B.G.: Dá para ser saudável, mas infelizmente poderíamos estar bem melhor se tivéssemos um incentivo do governo para isso. Um produto orgânico hoje em dia é bem mais caro do que o normal. Os produtores locais não têm apoio. Acho que primeiramente tinha que ter um apoio governamental. Mas saúde não dá grana para ninguém, né? Ninguém quer saber.
Mas fora isso, eu acho que dá para a gente viver comendo bem, comendo comida de verdade. Uma pessoa consegue comprar um arroz, um feijão e legumes para fazer para uma família. E o arroz e feijão alimenta mais pessoas com menos dinheiro do que comprar um sanduíche.
Hoje é assim, quando se ganha um pouquinho mais de dinheiro já leva os filhos no para o fast food. Temos que voltar à comida de verdade. O que encarece uma alimentação são os as comidas processadas e industrializadas. Mas ninguém quer abrir mão de uma pizza por arroz e feijão.

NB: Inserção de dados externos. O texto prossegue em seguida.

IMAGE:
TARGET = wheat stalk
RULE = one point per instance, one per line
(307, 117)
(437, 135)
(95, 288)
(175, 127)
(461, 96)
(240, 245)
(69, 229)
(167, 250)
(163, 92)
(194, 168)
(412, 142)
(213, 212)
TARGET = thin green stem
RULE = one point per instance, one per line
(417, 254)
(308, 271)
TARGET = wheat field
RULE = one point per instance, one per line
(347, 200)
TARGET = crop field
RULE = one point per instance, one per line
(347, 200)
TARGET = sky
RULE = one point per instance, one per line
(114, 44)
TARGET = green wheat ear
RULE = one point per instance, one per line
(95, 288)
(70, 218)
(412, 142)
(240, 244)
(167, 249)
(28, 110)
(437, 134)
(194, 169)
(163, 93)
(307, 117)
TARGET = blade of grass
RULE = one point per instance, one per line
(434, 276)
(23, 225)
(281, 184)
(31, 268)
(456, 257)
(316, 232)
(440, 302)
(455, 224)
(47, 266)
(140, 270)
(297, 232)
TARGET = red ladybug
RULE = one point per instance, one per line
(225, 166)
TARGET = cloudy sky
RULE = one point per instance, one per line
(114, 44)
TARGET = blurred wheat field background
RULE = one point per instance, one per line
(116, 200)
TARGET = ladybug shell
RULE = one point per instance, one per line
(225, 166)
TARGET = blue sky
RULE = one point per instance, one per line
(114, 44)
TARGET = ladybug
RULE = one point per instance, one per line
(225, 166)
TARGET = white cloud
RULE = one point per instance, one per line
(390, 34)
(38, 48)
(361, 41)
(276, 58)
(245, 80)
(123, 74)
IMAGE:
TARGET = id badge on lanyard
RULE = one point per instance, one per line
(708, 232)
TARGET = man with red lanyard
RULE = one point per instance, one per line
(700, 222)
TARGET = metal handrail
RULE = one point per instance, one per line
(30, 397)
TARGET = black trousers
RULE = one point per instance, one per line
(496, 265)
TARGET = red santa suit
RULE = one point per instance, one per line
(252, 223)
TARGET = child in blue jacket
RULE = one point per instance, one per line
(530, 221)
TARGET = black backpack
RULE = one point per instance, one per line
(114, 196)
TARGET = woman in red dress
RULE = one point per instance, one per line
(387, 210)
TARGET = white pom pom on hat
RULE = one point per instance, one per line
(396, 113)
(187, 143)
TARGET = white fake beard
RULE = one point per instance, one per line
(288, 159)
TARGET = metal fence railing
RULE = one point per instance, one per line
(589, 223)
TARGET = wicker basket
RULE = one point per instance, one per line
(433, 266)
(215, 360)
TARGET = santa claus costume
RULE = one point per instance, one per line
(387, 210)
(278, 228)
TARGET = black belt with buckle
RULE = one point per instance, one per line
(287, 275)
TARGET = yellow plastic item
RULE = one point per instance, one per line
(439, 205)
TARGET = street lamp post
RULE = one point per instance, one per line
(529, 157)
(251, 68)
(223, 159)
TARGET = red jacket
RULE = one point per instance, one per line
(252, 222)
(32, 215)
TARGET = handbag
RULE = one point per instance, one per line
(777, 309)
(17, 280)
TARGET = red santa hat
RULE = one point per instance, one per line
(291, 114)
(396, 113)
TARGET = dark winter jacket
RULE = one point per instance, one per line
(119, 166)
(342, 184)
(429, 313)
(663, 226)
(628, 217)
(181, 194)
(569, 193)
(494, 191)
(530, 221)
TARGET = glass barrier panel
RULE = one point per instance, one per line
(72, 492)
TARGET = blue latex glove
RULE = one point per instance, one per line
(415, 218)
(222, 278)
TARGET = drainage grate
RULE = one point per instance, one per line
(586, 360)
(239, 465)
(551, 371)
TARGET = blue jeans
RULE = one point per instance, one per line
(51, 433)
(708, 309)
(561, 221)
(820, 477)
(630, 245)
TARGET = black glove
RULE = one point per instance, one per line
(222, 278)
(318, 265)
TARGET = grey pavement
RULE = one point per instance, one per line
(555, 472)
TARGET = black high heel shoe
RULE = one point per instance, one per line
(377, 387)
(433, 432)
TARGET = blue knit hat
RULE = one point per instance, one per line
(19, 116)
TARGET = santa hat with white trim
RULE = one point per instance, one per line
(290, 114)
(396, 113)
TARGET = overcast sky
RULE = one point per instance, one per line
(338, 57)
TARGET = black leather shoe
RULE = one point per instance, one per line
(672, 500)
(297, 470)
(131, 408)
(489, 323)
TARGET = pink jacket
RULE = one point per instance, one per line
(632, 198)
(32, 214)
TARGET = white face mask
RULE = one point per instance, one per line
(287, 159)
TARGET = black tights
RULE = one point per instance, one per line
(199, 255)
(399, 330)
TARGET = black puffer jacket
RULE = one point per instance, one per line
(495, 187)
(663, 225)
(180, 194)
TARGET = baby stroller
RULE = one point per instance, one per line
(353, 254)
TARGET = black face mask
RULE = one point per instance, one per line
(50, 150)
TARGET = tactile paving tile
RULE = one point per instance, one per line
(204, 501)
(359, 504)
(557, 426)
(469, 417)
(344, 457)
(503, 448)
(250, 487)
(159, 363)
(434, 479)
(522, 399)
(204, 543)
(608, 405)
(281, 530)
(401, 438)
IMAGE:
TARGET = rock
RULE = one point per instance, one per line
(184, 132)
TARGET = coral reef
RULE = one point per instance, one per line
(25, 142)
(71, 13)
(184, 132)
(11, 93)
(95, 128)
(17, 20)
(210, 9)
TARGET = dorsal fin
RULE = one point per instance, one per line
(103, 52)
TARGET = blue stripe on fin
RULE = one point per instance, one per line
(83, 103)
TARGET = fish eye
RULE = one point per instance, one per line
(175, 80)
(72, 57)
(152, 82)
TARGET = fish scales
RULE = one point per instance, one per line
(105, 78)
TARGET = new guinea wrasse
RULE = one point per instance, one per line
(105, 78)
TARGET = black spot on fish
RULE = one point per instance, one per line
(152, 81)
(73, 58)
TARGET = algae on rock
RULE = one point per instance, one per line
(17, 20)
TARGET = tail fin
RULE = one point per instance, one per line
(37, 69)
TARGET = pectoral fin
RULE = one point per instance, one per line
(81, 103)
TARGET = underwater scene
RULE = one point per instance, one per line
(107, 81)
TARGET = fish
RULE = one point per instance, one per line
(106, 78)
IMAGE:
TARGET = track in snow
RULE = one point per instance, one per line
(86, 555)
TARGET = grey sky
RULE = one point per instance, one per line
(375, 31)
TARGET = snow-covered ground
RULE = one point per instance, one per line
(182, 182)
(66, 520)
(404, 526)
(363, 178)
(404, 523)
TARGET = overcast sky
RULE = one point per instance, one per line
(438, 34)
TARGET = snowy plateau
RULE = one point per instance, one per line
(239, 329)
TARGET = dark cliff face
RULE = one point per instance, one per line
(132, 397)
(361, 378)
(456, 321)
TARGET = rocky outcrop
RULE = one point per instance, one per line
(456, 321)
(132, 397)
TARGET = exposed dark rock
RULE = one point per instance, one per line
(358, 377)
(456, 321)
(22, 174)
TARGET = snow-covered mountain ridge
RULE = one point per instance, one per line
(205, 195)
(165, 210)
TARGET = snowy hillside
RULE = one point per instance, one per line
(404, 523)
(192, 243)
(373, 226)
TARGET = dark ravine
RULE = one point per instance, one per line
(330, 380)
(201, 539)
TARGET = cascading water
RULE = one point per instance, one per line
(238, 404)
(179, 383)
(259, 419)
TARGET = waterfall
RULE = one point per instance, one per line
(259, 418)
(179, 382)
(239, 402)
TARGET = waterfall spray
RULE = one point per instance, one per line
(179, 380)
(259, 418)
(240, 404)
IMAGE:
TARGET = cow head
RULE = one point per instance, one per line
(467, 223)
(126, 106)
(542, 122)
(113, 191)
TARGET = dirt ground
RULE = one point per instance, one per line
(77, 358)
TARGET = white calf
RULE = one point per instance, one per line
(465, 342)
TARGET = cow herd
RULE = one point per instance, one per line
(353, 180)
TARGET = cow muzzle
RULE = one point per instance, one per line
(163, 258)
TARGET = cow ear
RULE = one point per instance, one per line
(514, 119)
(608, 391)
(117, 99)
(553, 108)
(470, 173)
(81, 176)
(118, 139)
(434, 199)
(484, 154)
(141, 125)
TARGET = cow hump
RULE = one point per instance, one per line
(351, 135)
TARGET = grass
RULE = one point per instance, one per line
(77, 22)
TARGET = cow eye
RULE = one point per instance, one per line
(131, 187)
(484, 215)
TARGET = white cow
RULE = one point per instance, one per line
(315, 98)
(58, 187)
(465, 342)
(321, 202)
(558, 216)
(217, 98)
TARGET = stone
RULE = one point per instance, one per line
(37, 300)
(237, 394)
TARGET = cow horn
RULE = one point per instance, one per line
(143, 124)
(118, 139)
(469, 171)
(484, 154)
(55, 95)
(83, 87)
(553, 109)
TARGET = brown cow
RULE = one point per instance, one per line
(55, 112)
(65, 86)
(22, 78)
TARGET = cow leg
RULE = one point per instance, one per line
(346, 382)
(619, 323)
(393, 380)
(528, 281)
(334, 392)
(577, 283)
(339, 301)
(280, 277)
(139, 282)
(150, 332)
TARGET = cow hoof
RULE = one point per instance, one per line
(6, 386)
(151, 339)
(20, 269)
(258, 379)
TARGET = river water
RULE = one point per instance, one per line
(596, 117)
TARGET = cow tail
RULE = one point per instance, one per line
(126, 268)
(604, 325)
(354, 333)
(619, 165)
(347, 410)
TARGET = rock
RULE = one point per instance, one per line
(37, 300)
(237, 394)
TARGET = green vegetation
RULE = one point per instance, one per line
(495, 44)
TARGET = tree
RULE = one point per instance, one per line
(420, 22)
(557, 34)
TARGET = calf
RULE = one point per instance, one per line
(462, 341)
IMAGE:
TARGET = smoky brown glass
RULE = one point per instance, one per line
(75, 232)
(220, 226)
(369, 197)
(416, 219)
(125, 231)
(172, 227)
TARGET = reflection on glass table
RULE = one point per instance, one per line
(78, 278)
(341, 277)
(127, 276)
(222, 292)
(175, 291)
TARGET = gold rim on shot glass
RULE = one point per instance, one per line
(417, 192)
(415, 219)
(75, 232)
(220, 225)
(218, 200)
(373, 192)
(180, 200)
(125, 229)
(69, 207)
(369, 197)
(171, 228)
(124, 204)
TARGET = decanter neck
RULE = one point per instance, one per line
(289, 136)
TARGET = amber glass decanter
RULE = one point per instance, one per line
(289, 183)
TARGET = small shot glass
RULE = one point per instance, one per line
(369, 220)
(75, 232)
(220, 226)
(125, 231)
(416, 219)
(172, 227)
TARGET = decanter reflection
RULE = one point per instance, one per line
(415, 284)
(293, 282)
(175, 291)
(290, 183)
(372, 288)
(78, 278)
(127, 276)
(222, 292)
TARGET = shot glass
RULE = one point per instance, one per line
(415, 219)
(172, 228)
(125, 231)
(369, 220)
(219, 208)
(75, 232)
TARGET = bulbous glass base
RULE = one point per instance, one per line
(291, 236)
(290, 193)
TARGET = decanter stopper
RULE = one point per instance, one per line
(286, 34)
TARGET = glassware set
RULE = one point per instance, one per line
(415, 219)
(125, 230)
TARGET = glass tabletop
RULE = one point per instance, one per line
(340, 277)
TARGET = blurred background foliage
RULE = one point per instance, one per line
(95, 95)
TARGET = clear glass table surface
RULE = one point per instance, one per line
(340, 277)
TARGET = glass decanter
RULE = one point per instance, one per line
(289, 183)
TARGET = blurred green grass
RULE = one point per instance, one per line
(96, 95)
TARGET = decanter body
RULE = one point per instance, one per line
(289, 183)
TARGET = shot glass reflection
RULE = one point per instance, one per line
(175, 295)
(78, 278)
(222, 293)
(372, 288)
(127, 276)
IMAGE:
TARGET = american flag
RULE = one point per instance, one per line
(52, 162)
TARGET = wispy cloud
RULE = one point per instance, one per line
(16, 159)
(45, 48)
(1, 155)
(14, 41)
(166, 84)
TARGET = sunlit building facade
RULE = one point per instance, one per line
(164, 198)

Terra: Outra queixa comum de quem procura ter uma alimentação saudável, mas não consegue, é a falta de tempo. Tem solução?
B.G.:
Tem coisas que você pode fazer para ajudar nisso. Você pode chegar da feira e já lavar os vegetais, as frutas e deixar tudo na geladeira, assim quando chegar em casa é só cortar. Você pode cozinhar o feijão e congelar, ou cozinhar o arroz e já deixar na geladeira, que ele aguenta por dois, três dias.
Ser saudável é um estilo de vida. Você tem que se conectar. Não necessariamente precisa amar cozinhar, mas tem que ter contato com a comida, senão fica sempre a mesma desculpa ‘não gosto de cozinhar’.
Terra: O que você recomendaria para as pessoas que querem adotar uma alimentação mais equilibrada?
B.G.:
A recomendação é sempre comer mais comida, menos produtos industrializados. O estímulo tem que vir de dentro, você tem que fazer coisas que te estimule a comer melhor.
Fazer exercício faz você comer melhor, isso é certo. Converse mais sobre isso, busque mais informações. O conhecimento traz a vontade de mudar.
Se você não come nada de legal, tente colocar pelo menos um verde no prato. Comece aos poucos, com semente de linhaça, que é rica em ômega 3, e com os verdes, espinafre, couve. Se você não faz nada, adicionar pelo menos uma vez ao dia já é uma grande coisa.